SFとファンタジーが混ざった世界で起きた、ある一日の出来事を描いています。

 辺境惑星アルカディア。その惑星の中央大陸西部に果てしなく広がる原生林――通称、「魔竜の森」。鬱蒼と茂る木々の間に、空気を震わす激しい咆哮が響き渡った。

 漆黒の鱗。巨大な翼。長い尾と鋭い牙。数十メートルに達する巨体。――それはファンタジー小説やゲームでおなじみの存在。

「ちょっと、オベイロン!?この惑星にドラゴンが生息してるなんて聞いてないんですけどーっ!?」

 魔竜から逃れようと森の中を必死に走る少女。だが、彼女の叫び声に対して返ってきたのは、通信機越しの無感情な人工音声だけだった。
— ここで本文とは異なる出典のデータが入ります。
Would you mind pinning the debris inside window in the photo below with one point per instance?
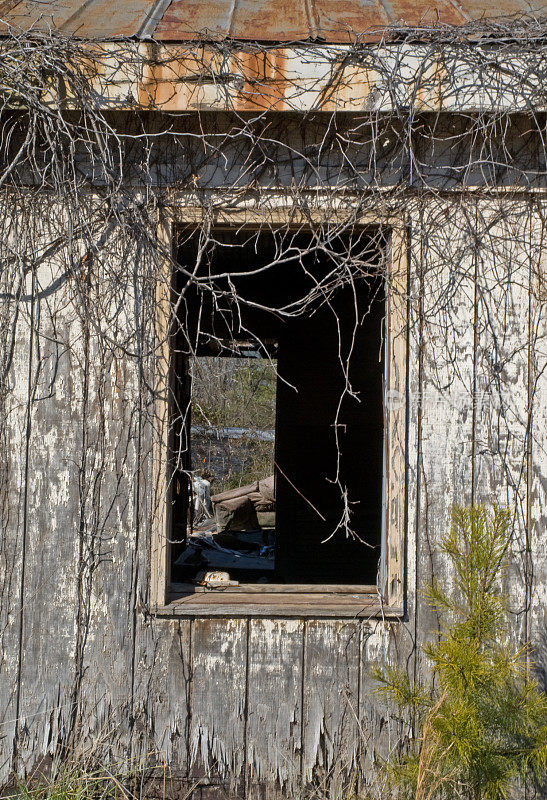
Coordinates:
(278, 416)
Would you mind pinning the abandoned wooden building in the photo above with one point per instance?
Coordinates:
(344, 201)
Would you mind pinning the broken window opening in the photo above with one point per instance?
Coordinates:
(278, 422)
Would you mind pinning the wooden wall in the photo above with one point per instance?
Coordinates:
(251, 704)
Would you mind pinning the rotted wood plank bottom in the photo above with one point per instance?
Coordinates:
(247, 604)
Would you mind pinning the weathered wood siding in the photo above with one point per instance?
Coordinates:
(251, 702)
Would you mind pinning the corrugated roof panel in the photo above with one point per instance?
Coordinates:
(254, 20)
(89, 19)
(267, 20)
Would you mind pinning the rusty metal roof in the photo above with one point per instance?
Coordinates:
(332, 21)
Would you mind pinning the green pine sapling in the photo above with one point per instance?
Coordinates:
(482, 724)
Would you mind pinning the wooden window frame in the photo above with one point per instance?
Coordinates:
(388, 598)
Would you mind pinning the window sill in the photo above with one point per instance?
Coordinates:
(260, 601)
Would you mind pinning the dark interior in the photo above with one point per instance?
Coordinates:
(311, 350)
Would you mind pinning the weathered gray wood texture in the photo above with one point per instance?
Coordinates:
(248, 703)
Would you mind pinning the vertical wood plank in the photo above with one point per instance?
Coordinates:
(14, 405)
(331, 705)
(395, 414)
(443, 254)
(217, 728)
(274, 726)
(501, 436)
(162, 694)
(537, 479)
(379, 726)
(49, 632)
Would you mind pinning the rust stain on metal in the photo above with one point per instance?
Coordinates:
(330, 21)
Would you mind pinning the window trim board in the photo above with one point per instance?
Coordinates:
(390, 594)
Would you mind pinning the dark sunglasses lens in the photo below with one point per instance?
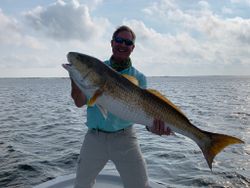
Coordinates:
(118, 40)
(121, 40)
(129, 42)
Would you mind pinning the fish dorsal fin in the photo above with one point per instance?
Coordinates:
(131, 79)
(161, 96)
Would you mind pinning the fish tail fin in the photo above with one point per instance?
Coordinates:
(216, 144)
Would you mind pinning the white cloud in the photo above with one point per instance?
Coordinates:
(11, 33)
(246, 2)
(65, 21)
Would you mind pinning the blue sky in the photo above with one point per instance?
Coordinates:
(174, 37)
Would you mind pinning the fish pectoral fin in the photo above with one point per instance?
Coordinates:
(131, 79)
(161, 96)
(216, 144)
(103, 111)
(93, 99)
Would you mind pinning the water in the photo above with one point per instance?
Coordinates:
(42, 132)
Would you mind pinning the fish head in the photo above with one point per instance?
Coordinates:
(85, 71)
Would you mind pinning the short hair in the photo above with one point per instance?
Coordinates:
(124, 28)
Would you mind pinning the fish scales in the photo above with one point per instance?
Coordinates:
(117, 94)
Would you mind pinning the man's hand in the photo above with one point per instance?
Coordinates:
(159, 128)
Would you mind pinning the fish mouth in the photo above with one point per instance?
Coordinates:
(66, 65)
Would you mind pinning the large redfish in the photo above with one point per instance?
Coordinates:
(117, 94)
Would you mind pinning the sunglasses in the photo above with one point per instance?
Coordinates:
(122, 40)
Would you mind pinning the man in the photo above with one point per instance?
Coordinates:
(112, 138)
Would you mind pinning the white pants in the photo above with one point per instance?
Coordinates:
(121, 148)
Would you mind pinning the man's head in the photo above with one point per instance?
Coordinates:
(122, 43)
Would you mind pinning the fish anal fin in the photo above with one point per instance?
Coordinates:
(161, 96)
(131, 79)
(216, 144)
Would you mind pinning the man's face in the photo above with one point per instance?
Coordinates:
(122, 49)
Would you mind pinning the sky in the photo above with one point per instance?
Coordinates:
(173, 37)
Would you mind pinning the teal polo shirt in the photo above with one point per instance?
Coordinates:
(112, 123)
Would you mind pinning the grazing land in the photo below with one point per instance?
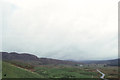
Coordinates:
(29, 66)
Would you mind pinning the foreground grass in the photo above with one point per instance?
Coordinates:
(11, 71)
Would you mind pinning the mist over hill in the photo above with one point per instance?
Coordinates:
(30, 58)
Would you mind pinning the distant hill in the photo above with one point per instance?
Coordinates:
(29, 58)
(114, 62)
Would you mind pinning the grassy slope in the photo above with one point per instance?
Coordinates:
(12, 71)
(64, 72)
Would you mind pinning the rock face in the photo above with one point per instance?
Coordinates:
(25, 57)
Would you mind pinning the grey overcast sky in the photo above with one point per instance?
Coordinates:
(61, 29)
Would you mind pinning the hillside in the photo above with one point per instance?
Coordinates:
(114, 62)
(11, 71)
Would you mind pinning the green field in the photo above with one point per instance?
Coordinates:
(23, 70)
(11, 71)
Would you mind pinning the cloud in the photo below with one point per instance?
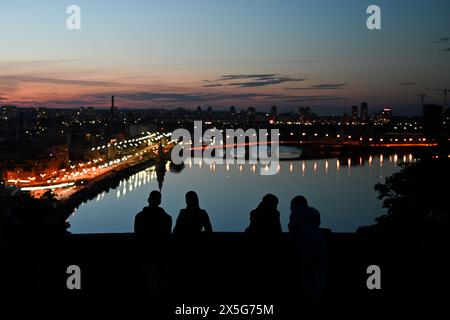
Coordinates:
(213, 85)
(322, 86)
(442, 40)
(246, 76)
(255, 80)
(48, 80)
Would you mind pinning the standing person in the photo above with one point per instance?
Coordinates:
(265, 219)
(304, 223)
(192, 220)
(153, 224)
(153, 227)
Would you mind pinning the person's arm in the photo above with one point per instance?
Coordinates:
(137, 225)
(179, 222)
(207, 223)
(279, 228)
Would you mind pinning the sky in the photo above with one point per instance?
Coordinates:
(184, 53)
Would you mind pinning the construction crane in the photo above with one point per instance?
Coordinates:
(422, 97)
(445, 91)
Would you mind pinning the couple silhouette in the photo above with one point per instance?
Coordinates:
(153, 223)
(153, 229)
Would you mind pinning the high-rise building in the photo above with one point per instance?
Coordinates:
(113, 108)
(274, 111)
(432, 120)
(364, 111)
(355, 112)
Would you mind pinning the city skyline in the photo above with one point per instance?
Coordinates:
(157, 54)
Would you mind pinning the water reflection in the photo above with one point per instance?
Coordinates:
(230, 191)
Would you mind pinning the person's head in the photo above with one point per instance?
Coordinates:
(299, 201)
(270, 201)
(192, 201)
(155, 198)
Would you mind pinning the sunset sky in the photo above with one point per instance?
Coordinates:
(247, 53)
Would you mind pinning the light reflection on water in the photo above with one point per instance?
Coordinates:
(345, 198)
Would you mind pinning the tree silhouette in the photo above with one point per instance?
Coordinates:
(416, 194)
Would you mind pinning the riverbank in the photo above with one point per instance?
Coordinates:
(103, 183)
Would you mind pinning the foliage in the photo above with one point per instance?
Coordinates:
(416, 194)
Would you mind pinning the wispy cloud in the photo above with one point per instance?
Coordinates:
(442, 40)
(322, 86)
(255, 80)
(48, 80)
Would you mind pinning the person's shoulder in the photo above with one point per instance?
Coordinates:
(314, 211)
(140, 213)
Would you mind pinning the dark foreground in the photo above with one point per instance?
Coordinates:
(226, 268)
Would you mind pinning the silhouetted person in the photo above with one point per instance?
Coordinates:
(153, 224)
(265, 219)
(192, 220)
(304, 223)
(153, 227)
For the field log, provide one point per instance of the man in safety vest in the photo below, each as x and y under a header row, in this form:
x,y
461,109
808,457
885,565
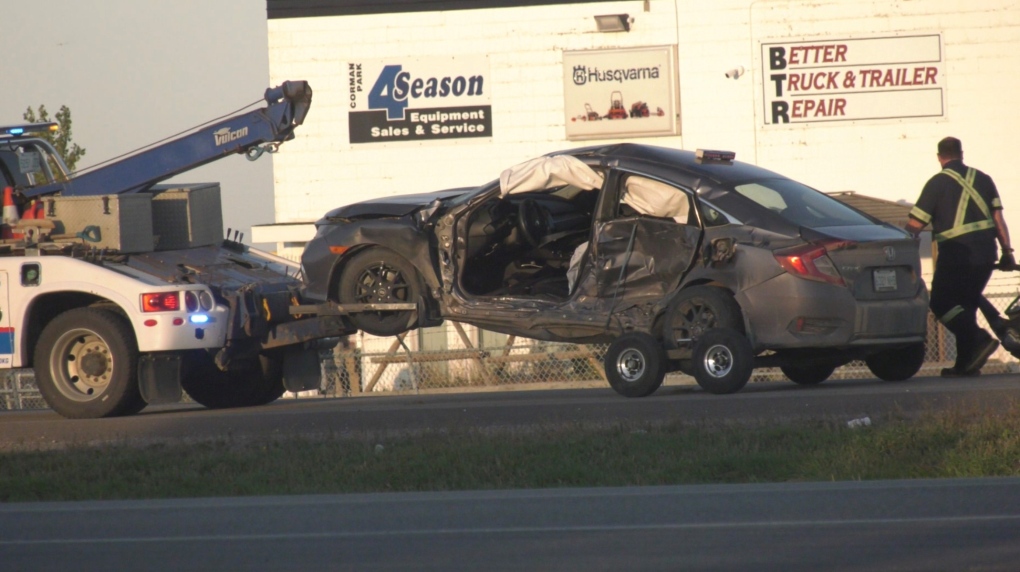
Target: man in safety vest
x,y
963,207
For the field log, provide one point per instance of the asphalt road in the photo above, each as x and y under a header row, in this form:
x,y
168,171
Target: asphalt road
x,y
371,415
924,525
951,524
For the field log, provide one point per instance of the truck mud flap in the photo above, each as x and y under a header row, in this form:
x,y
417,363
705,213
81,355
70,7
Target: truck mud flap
x,y
159,378
302,370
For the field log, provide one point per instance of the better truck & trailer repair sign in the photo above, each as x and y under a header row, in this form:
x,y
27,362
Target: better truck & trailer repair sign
x,y
847,80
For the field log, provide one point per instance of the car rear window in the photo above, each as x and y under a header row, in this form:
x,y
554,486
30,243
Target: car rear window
x,y
800,204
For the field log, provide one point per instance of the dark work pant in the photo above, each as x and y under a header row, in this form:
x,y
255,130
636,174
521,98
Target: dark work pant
x,y
956,295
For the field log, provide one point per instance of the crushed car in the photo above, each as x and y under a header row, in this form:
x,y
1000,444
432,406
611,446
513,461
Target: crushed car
x,y
681,260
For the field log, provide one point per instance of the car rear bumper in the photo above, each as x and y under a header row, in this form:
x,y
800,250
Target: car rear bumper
x,y
787,312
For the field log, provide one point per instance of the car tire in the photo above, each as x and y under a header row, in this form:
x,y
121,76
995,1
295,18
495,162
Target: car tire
x,y
258,383
697,310
378,275
635,365
86,364
808,374
898,364
722,361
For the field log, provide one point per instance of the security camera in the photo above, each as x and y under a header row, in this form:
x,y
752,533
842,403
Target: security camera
x,y
735,72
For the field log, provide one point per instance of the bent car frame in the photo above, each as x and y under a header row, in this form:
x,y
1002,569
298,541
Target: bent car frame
x,y
683,260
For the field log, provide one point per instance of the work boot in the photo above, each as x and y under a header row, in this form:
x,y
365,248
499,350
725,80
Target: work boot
x,y
982,351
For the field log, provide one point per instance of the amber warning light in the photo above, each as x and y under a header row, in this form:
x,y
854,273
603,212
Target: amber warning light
x,y
704,155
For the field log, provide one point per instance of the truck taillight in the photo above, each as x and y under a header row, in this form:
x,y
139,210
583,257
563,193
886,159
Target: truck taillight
x,y
811,262
161,302
191,301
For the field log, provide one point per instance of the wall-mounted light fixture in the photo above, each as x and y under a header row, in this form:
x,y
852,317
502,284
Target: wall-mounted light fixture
x,y
613,22
735,72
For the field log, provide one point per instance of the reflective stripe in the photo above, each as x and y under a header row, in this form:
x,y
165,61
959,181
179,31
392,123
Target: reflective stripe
x,y
961,230
948,316
919,214
969,194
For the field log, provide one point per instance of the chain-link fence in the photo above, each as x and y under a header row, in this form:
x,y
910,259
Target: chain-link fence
x,y
455,357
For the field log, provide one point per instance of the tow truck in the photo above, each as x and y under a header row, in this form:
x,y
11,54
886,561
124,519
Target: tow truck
x,y
120,292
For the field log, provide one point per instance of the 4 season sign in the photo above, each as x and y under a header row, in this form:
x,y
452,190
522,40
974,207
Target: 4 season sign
x,y
419,99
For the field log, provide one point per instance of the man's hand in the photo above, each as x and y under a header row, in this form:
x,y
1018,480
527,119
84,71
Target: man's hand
x,y
1007,262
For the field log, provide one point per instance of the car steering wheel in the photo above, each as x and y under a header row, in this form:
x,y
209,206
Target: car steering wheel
x,y
532,221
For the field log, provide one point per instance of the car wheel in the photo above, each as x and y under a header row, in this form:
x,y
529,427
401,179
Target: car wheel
x,y
259,383
808,374
378,275
698,310
898,364
722,361
87,365
635,365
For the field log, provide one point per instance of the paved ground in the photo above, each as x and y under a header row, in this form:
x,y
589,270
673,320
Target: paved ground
x,y
378,414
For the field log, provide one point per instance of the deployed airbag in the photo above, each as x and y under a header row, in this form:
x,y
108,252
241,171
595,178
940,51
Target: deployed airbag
x,y
548,172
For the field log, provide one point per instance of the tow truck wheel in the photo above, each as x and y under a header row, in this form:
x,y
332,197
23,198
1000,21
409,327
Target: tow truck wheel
x,y
635,365
86,364
378,275
899,364
258,383
722,361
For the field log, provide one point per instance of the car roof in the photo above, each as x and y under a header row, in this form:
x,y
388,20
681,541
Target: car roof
x,y
720,171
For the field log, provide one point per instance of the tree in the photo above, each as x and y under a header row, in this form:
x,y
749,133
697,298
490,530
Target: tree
x,y
60,140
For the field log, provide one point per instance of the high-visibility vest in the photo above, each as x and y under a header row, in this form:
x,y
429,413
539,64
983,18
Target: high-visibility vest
x,y
969,194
『アイリス、事前に銀河連邦軍から支給された調査報告書に目を通しましたか?生物編1107ページに、魔竜の森の主、現地の冒険者による討伐隊を何度も撃退している無敗のブラックドラゴンロードの記述が――』

「あんな大量の資料、読み切れますか!」

 数十もの電子ファイルにわかれた膨大な調査報告書のことを思い出し、オベイロンに文句を言う。なお、最初の数行を読んだあたりで飽きて、ゲームを起動したという事実は棚に上げておく。

「とーにーかーくー、私がドラゴンから無事に逃げられるルートを教えて下さい!迅速に!」

『私を連れずに一人で野営地を離れたアイリスの自業自得では?』

「だって、せっかく近くにきれいな湖があるんですから、水浴びくらいしたいじゃないですか!」

 それがまさか、水浴びしている最中に、偶然、漆黒のドラゴンと鉢合わせするなんて。

 しかし、アイリスは気づいていなかった。ドラゴンは水場に狩りの獲物が現れるのをじっと待っていたのだということを。そこにのこのこと現れて、服を脱いで無防備に水浴びをし始めたアイリスは、ドラゴンの1週間ぶりのご馳走なのだということを。そして――空腹のドラゴンが、慌てて服を抱えて逃げる白い柔肌を決して逃す気はないのだということを。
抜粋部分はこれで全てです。